How long does it take to recover after cubital tunnel surgery?
The exact length of time for recovery depends on many things, such as the type of surgery performed and your activity level. In general, activities such as lifting and carrying will be somewhat restricted after surgery. Your doctor may place you in a temporary splint to prevent elbow motion during the early healing. Many people will return to normal everyday activities by 6 weeks after surgery. Heavy lifting or aggressive activities may take longer. Sometimes the pain and numbness of cubital tunnel syndrome improves quickly after surgery. However, in more severe cases, recovery of the nerve may take longer.
The views expressed in this article are those of the author and do not necessarily reflect the official policy or position of the Department of the Navy, DoD, nor the U.S. Government.
CDR Douglas E. Pittner is a military service member. This work was prepared as part of his official duties. Title 17, USC, §105 provides that ‘Copyright protection under this title is not available for any work of the U.S. Government.’ Title 17, USC, §101 defines a U.S. Government work as a work prepared by a military service member or employee of the U.S. Government as part of that person’s official duties.
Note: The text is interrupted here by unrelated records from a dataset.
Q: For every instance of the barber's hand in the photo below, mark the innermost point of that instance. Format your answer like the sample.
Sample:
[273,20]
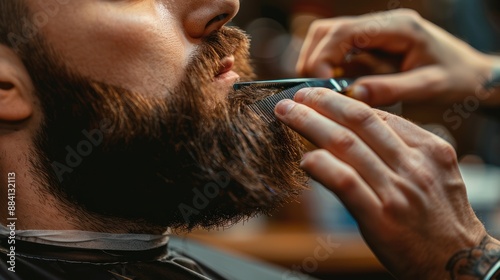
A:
[401,183]
[435,65]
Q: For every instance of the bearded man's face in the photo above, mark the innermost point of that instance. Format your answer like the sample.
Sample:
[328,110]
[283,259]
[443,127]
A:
[141,125]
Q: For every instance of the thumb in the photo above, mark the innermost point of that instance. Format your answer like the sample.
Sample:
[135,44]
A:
[415,85]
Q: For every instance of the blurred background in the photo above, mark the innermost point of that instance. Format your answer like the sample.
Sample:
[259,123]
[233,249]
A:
[293,235]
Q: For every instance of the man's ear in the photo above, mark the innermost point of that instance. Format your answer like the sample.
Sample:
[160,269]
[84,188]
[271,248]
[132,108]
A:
[16,88]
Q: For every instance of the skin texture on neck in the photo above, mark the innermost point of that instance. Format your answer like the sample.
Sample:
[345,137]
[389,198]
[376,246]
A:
[106,157]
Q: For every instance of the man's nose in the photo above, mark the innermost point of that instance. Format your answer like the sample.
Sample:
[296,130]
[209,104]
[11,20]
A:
[205,16]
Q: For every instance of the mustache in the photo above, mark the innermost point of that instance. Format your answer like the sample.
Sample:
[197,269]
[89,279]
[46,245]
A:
[227,41]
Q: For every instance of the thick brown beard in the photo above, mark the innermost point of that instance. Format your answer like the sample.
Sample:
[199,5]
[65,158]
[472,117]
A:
[164,161]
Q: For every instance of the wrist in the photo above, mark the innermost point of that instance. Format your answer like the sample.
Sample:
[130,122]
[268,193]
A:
[476,263]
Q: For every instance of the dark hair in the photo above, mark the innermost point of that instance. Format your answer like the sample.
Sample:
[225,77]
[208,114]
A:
[11,14]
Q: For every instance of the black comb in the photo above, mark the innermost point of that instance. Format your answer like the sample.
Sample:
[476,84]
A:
[265,107]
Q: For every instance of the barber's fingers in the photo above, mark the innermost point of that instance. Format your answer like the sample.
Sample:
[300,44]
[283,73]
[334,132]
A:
[329,41]
[343,144]
[429,146]
[415,85]
[359,198]
[358,118]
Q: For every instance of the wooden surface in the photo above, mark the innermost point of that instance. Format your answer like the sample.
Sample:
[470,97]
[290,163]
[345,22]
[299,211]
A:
[295,247]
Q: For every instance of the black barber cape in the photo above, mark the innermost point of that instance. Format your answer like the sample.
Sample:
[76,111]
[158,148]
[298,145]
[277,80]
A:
[177,259]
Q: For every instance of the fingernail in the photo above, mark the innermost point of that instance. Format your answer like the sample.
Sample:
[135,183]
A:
[338,72]
[359,93]
[284,106]
[301,94]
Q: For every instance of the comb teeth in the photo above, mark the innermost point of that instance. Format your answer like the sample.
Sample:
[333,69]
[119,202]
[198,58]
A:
[265,107]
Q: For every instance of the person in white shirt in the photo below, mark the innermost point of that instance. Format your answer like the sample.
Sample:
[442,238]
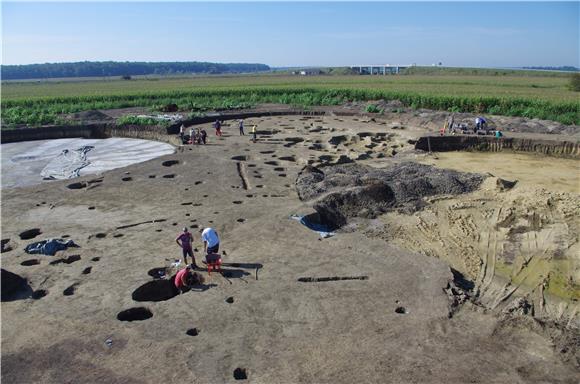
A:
[211,242]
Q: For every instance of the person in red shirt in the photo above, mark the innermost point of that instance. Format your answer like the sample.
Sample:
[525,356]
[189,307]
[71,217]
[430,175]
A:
[185,279]
[186,239]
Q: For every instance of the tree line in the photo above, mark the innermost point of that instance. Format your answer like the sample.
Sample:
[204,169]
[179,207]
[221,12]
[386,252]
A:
[114,68]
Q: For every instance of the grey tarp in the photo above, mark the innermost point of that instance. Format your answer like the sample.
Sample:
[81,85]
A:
[68,164]
[49,247]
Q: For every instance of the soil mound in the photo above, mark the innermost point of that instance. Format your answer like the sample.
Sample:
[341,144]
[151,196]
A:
[345,191]
[91,116]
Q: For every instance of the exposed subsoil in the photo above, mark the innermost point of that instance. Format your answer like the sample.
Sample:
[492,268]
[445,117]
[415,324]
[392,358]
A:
[379,302]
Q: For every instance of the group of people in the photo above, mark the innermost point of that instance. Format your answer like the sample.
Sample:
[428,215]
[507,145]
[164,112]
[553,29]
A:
[185,278]
[480,126]
[196,136]
[199,135]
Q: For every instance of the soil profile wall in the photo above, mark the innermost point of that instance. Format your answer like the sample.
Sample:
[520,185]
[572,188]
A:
[567,149]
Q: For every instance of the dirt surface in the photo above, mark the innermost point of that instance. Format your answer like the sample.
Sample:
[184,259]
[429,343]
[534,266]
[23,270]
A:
[391,309]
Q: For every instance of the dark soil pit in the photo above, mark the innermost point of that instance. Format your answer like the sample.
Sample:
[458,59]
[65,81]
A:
[70,290]
[156,290]
[5,247]
[77,186]
[240,374]
[39,294]
[157,273]
[14,287]
[30,234]
[67,260]
[28,263]
[135,314]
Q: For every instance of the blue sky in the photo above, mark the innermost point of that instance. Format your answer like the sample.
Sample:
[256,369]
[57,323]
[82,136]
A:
[493,34]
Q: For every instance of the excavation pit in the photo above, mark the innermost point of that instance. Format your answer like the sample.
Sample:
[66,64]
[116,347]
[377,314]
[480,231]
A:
[30,234]
[192,332]
[158,273]
[170,163]
[156,290]
[240,374]
[28,263]
[135,314]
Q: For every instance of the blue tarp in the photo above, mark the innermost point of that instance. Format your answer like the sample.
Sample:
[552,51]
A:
[49,247]
[316,227]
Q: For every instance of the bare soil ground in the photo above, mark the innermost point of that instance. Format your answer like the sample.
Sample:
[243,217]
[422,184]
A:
[411,320]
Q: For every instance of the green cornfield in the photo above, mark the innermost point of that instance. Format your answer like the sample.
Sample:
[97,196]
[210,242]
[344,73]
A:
[47,102]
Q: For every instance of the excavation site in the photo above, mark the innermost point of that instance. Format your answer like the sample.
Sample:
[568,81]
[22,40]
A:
[355,248]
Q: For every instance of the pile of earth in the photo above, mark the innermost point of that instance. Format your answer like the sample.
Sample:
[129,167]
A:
[90,116]
[346,191]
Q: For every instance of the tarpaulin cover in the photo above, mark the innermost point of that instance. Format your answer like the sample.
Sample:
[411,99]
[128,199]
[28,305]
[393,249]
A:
[68,164]
[317,227]
[49,247]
Dr. Pittner is a native of Cleveland, Ohio. He completed his orthopedic surgery training at The Ohio State University and obtained subspecialty training in hand and upper extremity surgery at the University of Pittsburgh. Dr. Pittner entered service in the US Navy as an orthopedic surgeon in 2007. He currently lives in North Carolina with his wife and children and continues to serve as a Navy hand surgeon at Camp Lejeune, NC. Dr. Pittner participates as a member of the Public Education Committee for the American Society for Surgery of the Hand and contributes as an Associate Editor for the Journal of Hand Surgery.